Prescribed Forest Burning Cuts Carbon Dioxide Emissions by up to 60 percent, study finds
Every year, wildfires release millions of tons of carbon dioxide emissions into the atmosphere – especially in the United States. Researchers have discovered, though, that one way to control carbon dioxide emissions is to ‘fight fire with fire’. In drought-stricken areas such as the western U.S., vast swathes of dry trees and brush left over from previous wildfires act like tinder. One unfortunate lightning strike and millions of acres of forest can erupt into a voracious blaze with the resultant carbon dioxide emissions released into the atmosphere.

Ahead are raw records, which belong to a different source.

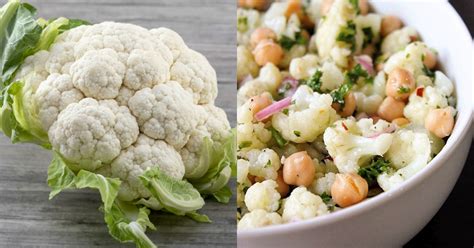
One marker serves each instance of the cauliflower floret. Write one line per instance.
(409, 153)
(215, 126)
(196, 75)
(398, 40)
(332, 76)
(367, 104)
(329, 28)
(348, 142)
(243, 171)
(268, 80)
(263, 196)
(165, 112)
(92, 133)
(304, 67)
(323, 184)
(252, 136)
(302, 205)
(145, 69)
(411, 59)
(258, 218)
(307, 117)
(144, 154)
(264, 163)
(246, 65)
(54, 95)
(419, 106)
(295, 51)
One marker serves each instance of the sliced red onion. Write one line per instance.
(288, 86)
(366, 62)
(272, 109)
(389, 129)
(245, 80)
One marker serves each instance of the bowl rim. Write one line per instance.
(435, 164)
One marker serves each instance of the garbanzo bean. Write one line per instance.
(389, 24)
(440, 122)
(349, 105)
(299, 169)
(390, 109)
(282, 188)
(400, 84)
(268, 51)
(349, 189)
(401, 121)
(253, 4)
(260, 34)
(429, 60)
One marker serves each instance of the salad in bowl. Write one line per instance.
(335, 105)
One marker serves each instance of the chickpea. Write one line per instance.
(389, 24)
(429, 60)
(349, 189)
(349, 105)
(390, 109)
(325, 7)
(259, 102)
(400, 84)
(440, 122)
(401, 121)
(253, 4)
(299, 169)
(282, 188)
(260, 34)
(268, 51)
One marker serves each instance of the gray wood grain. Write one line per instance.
(72, 219)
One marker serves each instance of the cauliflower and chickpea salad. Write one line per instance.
(335, 105)
(124, 110)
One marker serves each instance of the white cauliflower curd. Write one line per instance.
(302, 205)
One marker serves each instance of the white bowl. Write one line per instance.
(392, 218)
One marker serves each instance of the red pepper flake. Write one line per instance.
(344, 126)
(419, 91)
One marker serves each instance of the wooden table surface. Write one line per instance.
(72, 219)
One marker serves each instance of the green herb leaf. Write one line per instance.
(287, 43)
(278, 138)
(377, 166)
(347, 34)
(314, 82)
(368, 36)
(176, 196)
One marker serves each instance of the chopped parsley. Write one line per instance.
(403, 90)
(326, 198)
(287, 43)
(350, 78)
(297, 133)
(347, 34)
(377, 166)
(368, 35)
(314, 82)
(278, 138)
(242, 24)
(245, 144)
(355, 5)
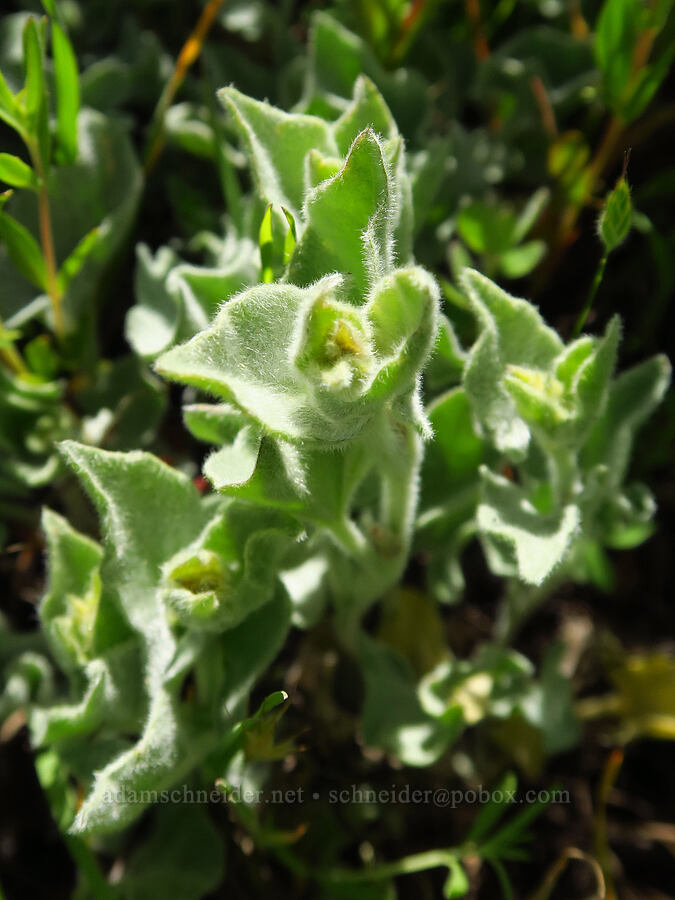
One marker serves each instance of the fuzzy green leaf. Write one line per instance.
(348, 223)
(277, 143)
(15, 172)
(519, 540)
(615, 219)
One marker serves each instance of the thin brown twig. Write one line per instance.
(187, 56)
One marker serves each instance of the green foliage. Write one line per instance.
(366, 399)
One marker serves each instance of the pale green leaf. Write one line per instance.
(67, 92)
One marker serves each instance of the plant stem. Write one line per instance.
(11, 356)
(602, 849)
(187, 56)
(418, 862)
(583, 315)
(47, 242)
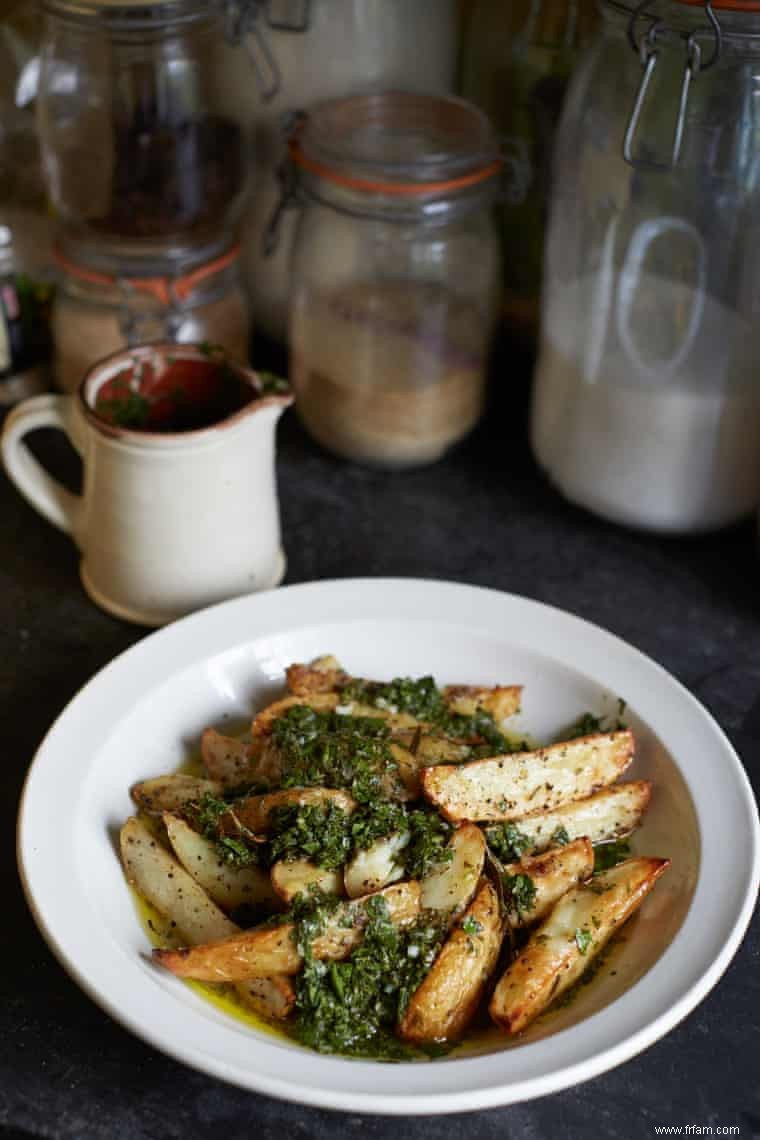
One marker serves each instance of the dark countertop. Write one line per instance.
(483, 516)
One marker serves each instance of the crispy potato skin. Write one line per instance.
(444, 1003)
(262, 723)
(165, 885)
(450, 886)
(509, 787)
(227, 759)
(325, 675)
(610, 813)
(376, 866)
(171, 794)
(552, 961)
(163, 882)
(253, 813)
(271, 950)
(552, 873)
(501, 701)
(228, 886)
(270, 998)
(292, 879)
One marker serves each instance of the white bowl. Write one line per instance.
(144, 711)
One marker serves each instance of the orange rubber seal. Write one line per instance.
(398, 188)
(164, 290)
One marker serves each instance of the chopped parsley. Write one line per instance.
(424, 700)
(315, 832)
(376, 821)
(589, 725)
(427, 844)
(331, 750)
(471, 926)
(428, 835)
(586, 725)
(205, 815)
(583, 939)
(519, 893)
(352, 1007)
(609, 855)
(327, 836)
(508, 843)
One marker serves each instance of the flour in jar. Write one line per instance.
(648, 416)
(389, 373)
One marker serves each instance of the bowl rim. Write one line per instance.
(336, 600)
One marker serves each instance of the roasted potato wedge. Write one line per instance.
(444, 1003)
(262, 723)
(271, 950)
(450, 886)
(376, 866)
(501, 701)
(611, 813)
(291, 879)
(324, 675)
(171, 794)
(550, 876)
(226, 759)
(174, 894)
(569, 939)
(228, 886)
(509, 787)
(414, 751)
(252, 814)
(166, 886)
(269, 998)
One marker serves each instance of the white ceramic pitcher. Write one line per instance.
(169, 520)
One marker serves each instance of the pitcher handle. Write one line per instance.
(46, 494)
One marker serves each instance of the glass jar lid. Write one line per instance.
(398, 143)
(131, 14)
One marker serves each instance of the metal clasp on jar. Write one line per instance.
(647, 47)
(243, 25)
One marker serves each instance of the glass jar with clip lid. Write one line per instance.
(394, 274)
(646, 404)
(103, 304)
(136, 145)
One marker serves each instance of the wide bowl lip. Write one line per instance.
(140, 438)
(441, 1100)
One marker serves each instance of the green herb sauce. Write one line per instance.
(352, 1007)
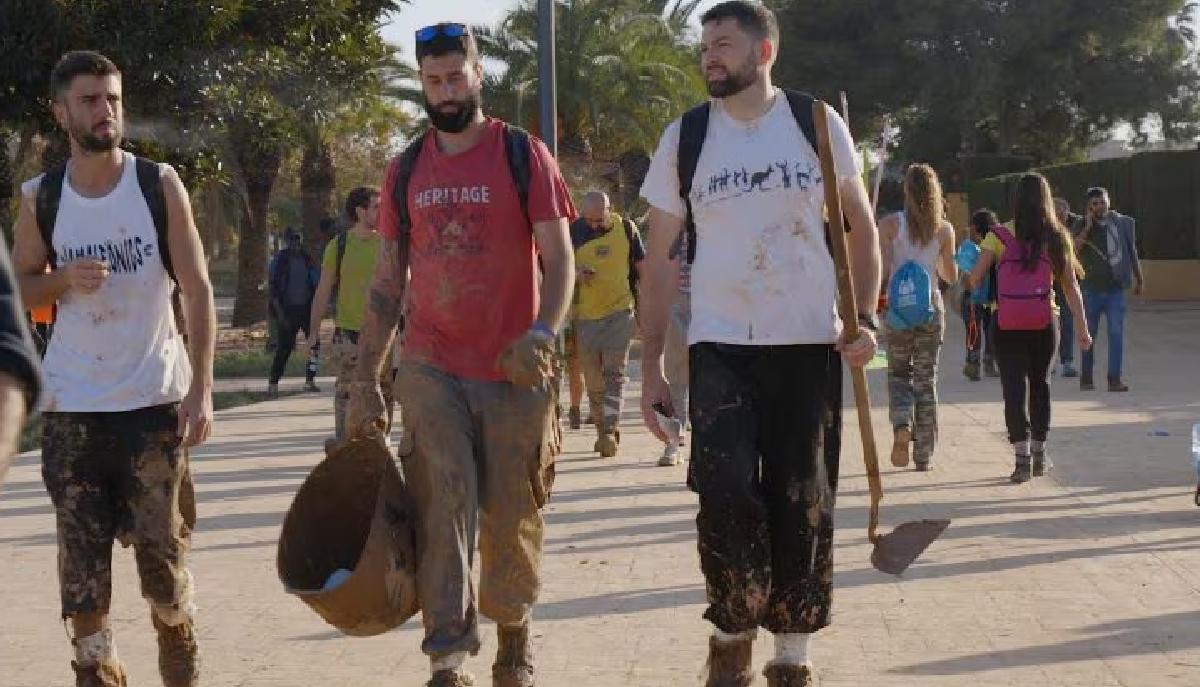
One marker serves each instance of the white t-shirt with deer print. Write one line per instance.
(763, 274)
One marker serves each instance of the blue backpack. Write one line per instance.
(910, 297)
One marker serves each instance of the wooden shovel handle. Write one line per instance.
(847, 309)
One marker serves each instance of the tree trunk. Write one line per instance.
(317, 180)
(259, 162)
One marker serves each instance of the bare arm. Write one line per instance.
(946, 264)
(191, 270)
(864, 244)
(199, 314)
(553, 243)
(319, 303)
(385, 303)
(39, 288)
(987, 258)
(660, 284)
(12, 418)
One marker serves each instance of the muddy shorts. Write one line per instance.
(119, 477)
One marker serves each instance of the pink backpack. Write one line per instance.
(1024, 296)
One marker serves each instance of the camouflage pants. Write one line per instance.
(479, 466)
(912, 383)
(766, 450)
(604, 352)
(345, 359)
(119, 476)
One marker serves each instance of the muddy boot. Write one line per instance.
(1041, 463)
(514, 658)
(971, 370)
(179, 657)
(450, 679)
(102, 674)
(989, 369)
(783, 675)
(729, 663)
(1023, 472)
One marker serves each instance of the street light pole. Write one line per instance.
(547, 95)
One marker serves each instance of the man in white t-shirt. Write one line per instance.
(125, 395)
(766, 347)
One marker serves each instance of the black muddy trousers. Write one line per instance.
(766, 443)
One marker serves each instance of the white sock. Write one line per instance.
(95, 647)
(449, 662)
(727, 637)
(792, 649)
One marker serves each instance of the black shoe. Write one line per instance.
(1023, 472)
(1041, 464)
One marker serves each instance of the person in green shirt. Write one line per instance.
(347, 270)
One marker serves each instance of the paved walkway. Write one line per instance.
(1089, 578)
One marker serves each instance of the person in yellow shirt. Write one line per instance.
(607, 252)
(347, 270)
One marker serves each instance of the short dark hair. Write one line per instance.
(78, 64)
(359, 198)
(983, 220)
(439, 46)
(754, 18)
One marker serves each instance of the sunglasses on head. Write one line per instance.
(448, 29)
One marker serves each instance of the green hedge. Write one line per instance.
(1161, 190)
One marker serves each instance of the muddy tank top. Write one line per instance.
(115, 350)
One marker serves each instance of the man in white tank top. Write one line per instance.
(124, 398)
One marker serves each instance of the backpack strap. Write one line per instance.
(693, 131)
(517, 153)
(802, 109)
(49, 193)
(150, 181)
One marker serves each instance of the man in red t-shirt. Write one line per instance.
(474, 364)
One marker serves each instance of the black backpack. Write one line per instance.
(49, 195)
(693, 131)
(516, 151)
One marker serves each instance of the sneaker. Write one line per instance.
(179, 657)
(670, 455)
(900, 443)
(450, 679)
(1023, 472)
(1041, 464)
(971, 370)
(784, 675)
(729, 663)
(514, 658)
(102, 674)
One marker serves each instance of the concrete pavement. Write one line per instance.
(1089, 577)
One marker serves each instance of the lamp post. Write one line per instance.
(547, 96)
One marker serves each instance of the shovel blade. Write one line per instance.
(894, 553)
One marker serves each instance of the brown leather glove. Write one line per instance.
(529, 360)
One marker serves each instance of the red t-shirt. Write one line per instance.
(473, 285)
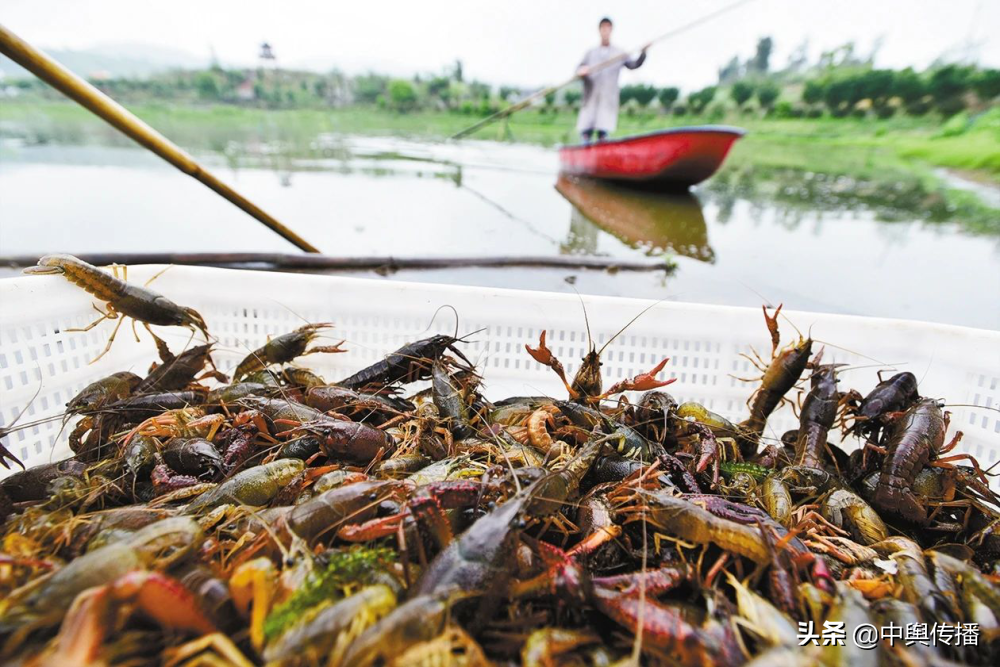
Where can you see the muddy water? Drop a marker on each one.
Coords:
(813, 241)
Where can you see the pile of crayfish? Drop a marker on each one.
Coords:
(272, 516)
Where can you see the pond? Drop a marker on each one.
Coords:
(752, 234)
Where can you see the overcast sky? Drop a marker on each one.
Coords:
(525, 42)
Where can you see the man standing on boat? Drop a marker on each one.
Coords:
(599, 113)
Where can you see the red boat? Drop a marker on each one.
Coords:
(669, 159)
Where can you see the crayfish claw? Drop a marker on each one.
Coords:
(772, 327)
(541, 354)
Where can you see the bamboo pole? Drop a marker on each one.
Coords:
(385, 264)
(517, 106)
(69, 84)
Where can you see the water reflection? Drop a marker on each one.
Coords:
(645, 220)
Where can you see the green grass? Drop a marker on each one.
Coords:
(902, 150)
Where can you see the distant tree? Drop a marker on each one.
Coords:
(697, 101)
(741, 92)
(908, 86)
(731, 71)
(478, 90)
(402, 95)
(948, 85)
(838, 95)
(799, 58)
(639, 92)
(987, 84)
(368, 87)
(762, 58)
(437, 86)
(876, 85)
(668, 96)
(767, 93)
(207, 86)
(813, 91)
(507, 92)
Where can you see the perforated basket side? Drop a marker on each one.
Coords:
(705, 344)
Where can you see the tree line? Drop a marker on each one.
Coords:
(840, 83)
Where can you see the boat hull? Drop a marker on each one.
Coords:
(668, 160)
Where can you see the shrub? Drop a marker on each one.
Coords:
(668, 96)
(402, 95)
(767, 94)
(987, 84)
(782, 109)
(741, 92)
(813, 91)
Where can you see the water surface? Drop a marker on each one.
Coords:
(814, 241)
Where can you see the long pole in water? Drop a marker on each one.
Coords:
(517, 106)
(69, 84)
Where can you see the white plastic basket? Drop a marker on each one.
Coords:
(704, 343)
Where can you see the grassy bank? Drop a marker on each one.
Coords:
(854, 146)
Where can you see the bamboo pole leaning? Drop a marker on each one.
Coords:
(69, 84)
(325, 263)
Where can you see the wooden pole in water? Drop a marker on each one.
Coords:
(514, 108)
(69, 84)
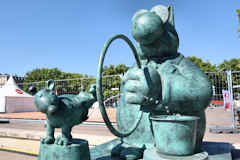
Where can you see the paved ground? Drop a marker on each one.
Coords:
(96, 134)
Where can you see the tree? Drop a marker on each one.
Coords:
(204, 66)
(38, 78)
(112, 70)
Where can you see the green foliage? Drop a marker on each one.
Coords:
(42, 75)
(204, 66)
(112, 70)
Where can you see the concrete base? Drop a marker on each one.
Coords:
(152, 154)
(78, 150)
(214, 150)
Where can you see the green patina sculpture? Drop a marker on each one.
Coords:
(63, 111)
(162, 82)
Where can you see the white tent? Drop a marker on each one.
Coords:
(13, 99)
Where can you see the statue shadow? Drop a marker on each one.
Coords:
(221, 148)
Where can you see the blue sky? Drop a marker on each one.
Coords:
(70, 34)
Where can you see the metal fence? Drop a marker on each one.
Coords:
(110, 85)
(228, 81)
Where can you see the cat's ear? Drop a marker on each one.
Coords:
(139, 12)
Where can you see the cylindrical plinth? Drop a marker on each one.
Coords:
(78, 150)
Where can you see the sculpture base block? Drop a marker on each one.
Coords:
(78, 150)
(152, 154)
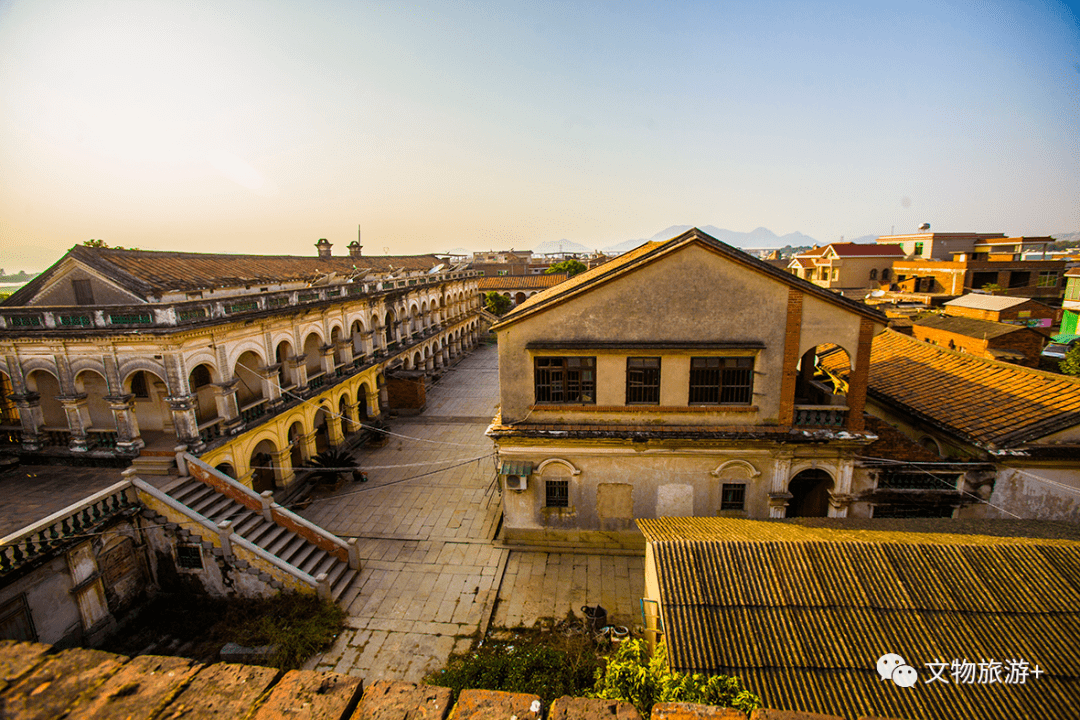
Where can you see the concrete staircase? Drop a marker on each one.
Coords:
(278, 540)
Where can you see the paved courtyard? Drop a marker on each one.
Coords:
(433, 575)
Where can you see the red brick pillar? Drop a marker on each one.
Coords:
(793, 334)
(856, 383)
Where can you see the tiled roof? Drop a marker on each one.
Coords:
(861, 249)
(976, 301)
(151, 272)
(969, 326)
(801, 613)
(649, 252)
(521, 282)
(984, 402)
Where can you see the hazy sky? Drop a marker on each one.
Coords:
(248, 126)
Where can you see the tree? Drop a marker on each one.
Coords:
(571, 268)
(1070, 364)
(496, 303)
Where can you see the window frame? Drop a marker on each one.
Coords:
(721, 384)
(585, 388)
(556, 489)
(647, 386)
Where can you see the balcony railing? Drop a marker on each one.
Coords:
(69, 525)
(821, 416)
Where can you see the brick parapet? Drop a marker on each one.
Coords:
(38, 682)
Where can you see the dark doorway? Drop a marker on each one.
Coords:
(810, 493)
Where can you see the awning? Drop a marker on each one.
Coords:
(522, 469)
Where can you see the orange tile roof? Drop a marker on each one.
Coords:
(989, 404)
(521, 282)
(651, 250)
(801, 610)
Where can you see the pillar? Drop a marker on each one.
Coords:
(185, 422)
(30, 418)
(283, 474)
(78, 417)
(129, 440)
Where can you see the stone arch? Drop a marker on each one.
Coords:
(96, 388)
(555, 464)
(810, 494)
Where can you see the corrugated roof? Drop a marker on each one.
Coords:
(984, 402)
(652, 250)
(801, 613)
(521, 282)
(969, 326)
(976, 301)
(151, 272)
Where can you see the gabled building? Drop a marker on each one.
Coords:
(252, 363)
(847, 266)
(677, 379)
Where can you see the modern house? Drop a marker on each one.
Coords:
(678, 379)
(847, 267)
(980, 614)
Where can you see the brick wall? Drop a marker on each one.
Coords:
(38, 682)
(1025, 341)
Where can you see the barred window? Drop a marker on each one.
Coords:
(565, 379)
(733, 496)
(721, 380)
(643, 381)
(556, 493)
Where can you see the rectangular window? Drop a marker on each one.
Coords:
(189, 557)
(565, 379)
(733, 496)
(721, 380)
(83, 291)
(643, 381)
(556, 493)
(1048, 280)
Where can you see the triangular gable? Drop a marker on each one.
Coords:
(652, 252)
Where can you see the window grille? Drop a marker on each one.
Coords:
(565, 379)
(643, 381)
(721, 380)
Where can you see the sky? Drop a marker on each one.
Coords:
(244, 126)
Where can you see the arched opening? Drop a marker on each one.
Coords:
(282, 356)
(821, 390)
(201, 382)
(250, 396)
(261, 463)
(102, 421)
(313, 358)
(362, 402)
(347, 426)
(296, 451)
(46, 385)
(151, 411)
(388, 328)
(809, 493)
(322, 430)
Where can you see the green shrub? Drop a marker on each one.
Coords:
(633, 677)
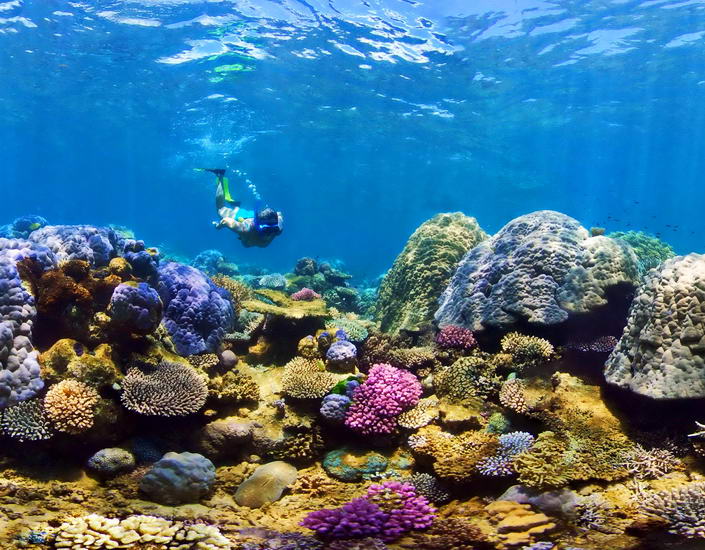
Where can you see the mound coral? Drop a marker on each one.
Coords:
(306, 295)
(661, 353)
(167, 389)
(307, 379)
(682, 508)
(455, 337)
(387, 511)
(178, 478)
(409, 292)
(70, 405)
(197, 313)
(381, 398)
(526, 351)
(136, 308)
(539, 268)
(26, 421)
(94, 532)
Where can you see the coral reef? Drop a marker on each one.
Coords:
(661, 353)
(409, 292)
(539, 268)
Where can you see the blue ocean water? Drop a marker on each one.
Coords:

Christine Wiedinmyer, an atmospheric chemist at the National Center for Atmospheric Research in Boulder, CO, along with Matthew Hurteau of Northern Arizona University in Flagstaff, used data from their research on how wildfires affect air quality to develop a model of prescribed burning that would ultimately result in a significant reduction of carbon dioxide emissions during major forest fires.
Using simulations of wildfires, and prescribed burns, Wiedinmyer and Hurteau concluded that, depending on the particular type of forest system, proper use of prescribed burns could cut carbon dioxide emissions from fires by up to 60 percent. Additionally, prescribed burns can reduce the risk of major wildfires from starting in the first place.